DISMエラー「スクラッチディレクトリのサイズが不足」の修正手順
このエラーを解決するには、「Windows」フォルダーが存在するドライブ上にスクラッチディレクトリを作成し、そのパスをDISMコマンドに指定します。以下の手順に従ってください。
手順1:Windowsフォルダーのあるドライブを確認する
DIRコマンド(例:dir D:)やBCDEDITコマンドを使って、Windowsフォルダーがどのドライブに配置されているかを確認します。回復環境ではドライブ文字が通常と異なる場合があるため、必ず確認しましょう。
手順2:対象ドライブに移動する
たとえば「Windows」フォルダーが D: ドライブにある場合は、ドライブ文字を入力してそのドライブへ移動します。
- D:
手順3:スクラッチ用フォルダーを作成する
次のコマンドで「Scratch」という名前の新しいフォルダーを作成します。
mkdir D:\Scratch

手順4:DISMコマンドに /ScratchDir オプションを追加する
作成したフォルダーを指定するため、DISMコマンドに「/ScratchDir:D:\Scratch」オプションを追加します。

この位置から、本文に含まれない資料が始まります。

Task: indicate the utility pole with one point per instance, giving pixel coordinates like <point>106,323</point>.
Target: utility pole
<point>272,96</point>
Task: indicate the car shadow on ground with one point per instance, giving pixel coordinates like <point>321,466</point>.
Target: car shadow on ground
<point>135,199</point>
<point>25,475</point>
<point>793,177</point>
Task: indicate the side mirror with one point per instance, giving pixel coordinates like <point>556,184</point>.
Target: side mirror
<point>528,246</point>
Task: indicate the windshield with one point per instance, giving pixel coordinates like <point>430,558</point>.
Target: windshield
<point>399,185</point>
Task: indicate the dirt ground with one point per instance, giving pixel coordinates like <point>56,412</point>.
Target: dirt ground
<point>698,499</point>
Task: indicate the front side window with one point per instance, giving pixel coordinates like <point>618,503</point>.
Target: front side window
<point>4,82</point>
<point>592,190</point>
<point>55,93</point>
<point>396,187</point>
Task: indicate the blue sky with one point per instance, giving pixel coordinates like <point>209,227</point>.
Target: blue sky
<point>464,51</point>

使用例1:オフラインのWindowsイメージを修復する場合
DISM /Image:D:\ /ScratchDir:D:\Scratch /Cleanup-Image /Restorehealth

使用例2:失敗したWindows Update後にシステムをロールバックする場合
DISM /Image:D:\ /ScratchDir:D:\Scratch /Cleanup-Image /RevertPendingActions
使用例3:特定の更新プログラムパッケージを削除する場合
dism /image:D:\ /ScratchDir:D:\Scratch /Remove-Package /PackageName:Package_for_RollupFix~31bf3856ad364e35~amd64~~16299.192.1.9
※注意: コマンド内のドライブ文字「D」は、ご自身の環境に合わせて適宜変更してください。
まとめ
Windows回復環境でDISMを実行する際は、スクラッチディレクトリを明示的に指定することで、このエラーを回避できます。特にシステムの修復やアップデートのロールバックを行う場面では重要なポイントなので、覚えておくと便利です。